The user manual, where possible, should also include descriptions of how the user can recognize incorrect operation or failure of the instrumentation, and a troubleshooting guide.
If general purpose instrumentation is to be used, you should provide specifications for this instrumentation.
You should thoroughly discuss the limitations of your assay. We recommend that you include limitations such as the following when appropriate for your device:
- Pregnancy can cause high values of AFP-L3% and AFP.
- Assay results should be interpreted only in the context of other laboratory findings, imaging studies, and the total clinical status of the patient.
- Describe any possible interference from heterophilic antibodies, e.g., human anti-mouse antibodies ( HAMA ).
- AFP producing tumors other than hepatocellular carcinoma can have high values of AFP-L3% and AFP.

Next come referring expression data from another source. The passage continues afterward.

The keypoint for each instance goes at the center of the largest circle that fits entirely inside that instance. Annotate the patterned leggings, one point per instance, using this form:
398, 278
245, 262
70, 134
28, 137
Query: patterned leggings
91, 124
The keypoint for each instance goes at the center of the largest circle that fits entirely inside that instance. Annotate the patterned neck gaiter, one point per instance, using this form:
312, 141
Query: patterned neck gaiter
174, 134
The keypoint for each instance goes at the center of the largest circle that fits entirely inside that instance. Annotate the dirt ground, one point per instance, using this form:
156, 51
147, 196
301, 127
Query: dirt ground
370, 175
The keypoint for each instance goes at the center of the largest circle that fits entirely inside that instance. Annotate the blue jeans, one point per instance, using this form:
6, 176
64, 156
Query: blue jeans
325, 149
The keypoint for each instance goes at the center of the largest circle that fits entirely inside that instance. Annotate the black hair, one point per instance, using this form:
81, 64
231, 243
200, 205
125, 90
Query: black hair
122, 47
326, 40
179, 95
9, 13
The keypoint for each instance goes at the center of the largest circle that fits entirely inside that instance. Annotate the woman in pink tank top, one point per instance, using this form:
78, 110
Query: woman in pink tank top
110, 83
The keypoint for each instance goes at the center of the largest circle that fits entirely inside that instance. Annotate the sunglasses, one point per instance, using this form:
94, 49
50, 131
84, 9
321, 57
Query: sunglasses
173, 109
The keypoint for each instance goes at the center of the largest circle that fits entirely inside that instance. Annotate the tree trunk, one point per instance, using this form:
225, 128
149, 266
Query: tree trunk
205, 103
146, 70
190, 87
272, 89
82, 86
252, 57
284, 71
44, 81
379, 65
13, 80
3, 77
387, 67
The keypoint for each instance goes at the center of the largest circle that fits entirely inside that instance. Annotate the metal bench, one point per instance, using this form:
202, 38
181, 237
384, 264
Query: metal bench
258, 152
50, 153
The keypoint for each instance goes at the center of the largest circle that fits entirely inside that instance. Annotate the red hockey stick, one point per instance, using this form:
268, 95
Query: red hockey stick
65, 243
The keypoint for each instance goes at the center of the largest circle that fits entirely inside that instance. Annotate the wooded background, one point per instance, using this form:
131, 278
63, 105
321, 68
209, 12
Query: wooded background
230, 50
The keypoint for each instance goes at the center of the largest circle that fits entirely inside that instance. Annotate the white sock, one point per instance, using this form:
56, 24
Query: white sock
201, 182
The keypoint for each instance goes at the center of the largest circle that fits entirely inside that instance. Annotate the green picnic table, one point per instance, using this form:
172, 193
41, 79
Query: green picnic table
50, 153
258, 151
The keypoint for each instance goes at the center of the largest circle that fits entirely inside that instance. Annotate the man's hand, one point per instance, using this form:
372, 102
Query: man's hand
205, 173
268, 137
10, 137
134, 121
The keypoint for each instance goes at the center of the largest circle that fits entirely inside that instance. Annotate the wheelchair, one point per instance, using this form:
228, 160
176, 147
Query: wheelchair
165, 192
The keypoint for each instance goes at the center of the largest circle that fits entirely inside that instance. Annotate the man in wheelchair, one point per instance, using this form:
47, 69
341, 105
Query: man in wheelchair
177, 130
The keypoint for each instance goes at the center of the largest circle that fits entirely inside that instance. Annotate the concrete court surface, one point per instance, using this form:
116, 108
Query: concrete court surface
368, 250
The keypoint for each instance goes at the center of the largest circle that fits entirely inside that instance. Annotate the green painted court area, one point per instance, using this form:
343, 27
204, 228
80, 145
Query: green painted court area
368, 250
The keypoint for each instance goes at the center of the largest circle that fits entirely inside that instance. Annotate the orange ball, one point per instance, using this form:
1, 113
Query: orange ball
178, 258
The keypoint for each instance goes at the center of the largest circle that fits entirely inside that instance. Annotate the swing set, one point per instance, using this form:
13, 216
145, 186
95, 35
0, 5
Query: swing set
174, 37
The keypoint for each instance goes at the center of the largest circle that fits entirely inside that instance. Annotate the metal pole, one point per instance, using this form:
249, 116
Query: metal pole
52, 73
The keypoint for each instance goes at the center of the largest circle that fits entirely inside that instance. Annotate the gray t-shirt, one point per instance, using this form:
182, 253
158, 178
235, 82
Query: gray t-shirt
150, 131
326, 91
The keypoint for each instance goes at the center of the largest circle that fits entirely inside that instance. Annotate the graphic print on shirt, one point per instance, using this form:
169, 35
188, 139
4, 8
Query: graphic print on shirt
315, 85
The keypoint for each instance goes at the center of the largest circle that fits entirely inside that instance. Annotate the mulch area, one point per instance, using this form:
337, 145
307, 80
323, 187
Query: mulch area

- Samples from acute hepatitis and fulminant hepatitis patients can demonstrate high values of AFP-L3% and AFP.
You should describe the protocol and results for each performance characteristics discussed in Sections 7-9.
2 Refer to Indications for Use Form (PDF File Size: 1.03MB) for the recommended format
3If FDA makes a substantial equivalence determination based on acceptance criteria, the subject device should be tested and shown to meet these acceptance criteria before being introduced into interstate commerce.
4See Required Elements for a Declaration of Conformity to a Recognized Standard (Screening Checklist for All Premarket Notification [510(K)] Submissions).